A comunicação social está a informar que a Autoridade da Concorrência concluiu que não há cartelização no mercado dos combustíveis em Portugal. E, efectivamente, a conclusão é tecnicamente correcta, embora claramente insatisfatória. Isto porque se a comunicação social fosse ligeiramente (só ligeiramente) mais inquisitiva, poderia concluir que, embora não havendo cartelização, possa, ainda assim, haver conluio entre operadores. O que, numa óptica do consumidor e da política de concorrência, é praticamente o mesmo que cartel. Isso se poderia depreender, por exemplo, da notícia do Correio da Manhã de hoje:
«[...]"Não encontrámos indícios de que tenha havido qualquer entendimento ilícito entre dois ou mais operadores do sector e não encontrámos porque a informação está disponível e todos sabem os preços de cada um e os preços internacionais", justificou Manuel Sebastião, garantindo que a AdC procurou identificar comportamentos ilícitos, "mas não conseguiu". De acordo com as palavras usadas pelo presidente da AdC, "num mercado em que os preços nacionais antes de impostos são fortemente determinados pelos preços internacionais e uma vez que todos conhecem o que os outros fazem, os operadores tendem a adoptar um paralelismo de comportamento".»
Ou seja, não há cartel mas, há uma curiosidade chamada "paralelismo de comportamento", o que é evidentemente um claro sinal de conluio. Mas se, mesmo assim persistissem dúvidas sobre os sinais evidentes de conluio desfavorável ao consumidor, prova-o, por exemplo, as intenções governamentais, também elas enunciadas hoje, em desencadear medidas para aumentar a concorrência entre operadores que protejam os consumidores. Mas, afinal, se o mercado funciona, porquê a necessidade destas medidas? Voltarei ao assunto para explicar porque, embora a Autoridade da Concorrência esteja tecnicamente correcta, está, na substância, errada.

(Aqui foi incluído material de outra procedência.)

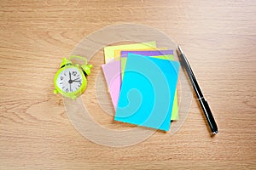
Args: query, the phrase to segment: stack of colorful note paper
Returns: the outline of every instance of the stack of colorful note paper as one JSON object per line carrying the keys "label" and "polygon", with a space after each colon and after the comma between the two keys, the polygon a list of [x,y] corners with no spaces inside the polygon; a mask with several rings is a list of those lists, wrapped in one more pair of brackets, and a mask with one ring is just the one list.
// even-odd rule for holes
{"label": "stack of colorful note paper", "polygon": [[168,131],[178,119],[179,63],[173,49],[155,42],[104,48],[102,70],[115,109],[114,120]]}

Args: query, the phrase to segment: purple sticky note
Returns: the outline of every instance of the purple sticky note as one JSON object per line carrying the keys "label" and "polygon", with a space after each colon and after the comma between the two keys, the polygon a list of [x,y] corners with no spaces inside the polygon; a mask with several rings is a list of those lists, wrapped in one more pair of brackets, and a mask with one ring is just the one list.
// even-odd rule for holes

P.S.: uma das medidas enunciadas hoje pelo ministro da economia - sim, ele mesmo -, a da colocação de painéis informativos nas auto-estradas com o preço dos combustíveis, tinha sido tornada pública há mais de dois anos. Não tendo sido implementada, só pode concluir-se que o próprio Governo faz parte do mesmo conluio que envolve as grandes gasolineiras e as concessionárias de auto-estradas. E nem sequer nos referimos ao oportunismo fiscal.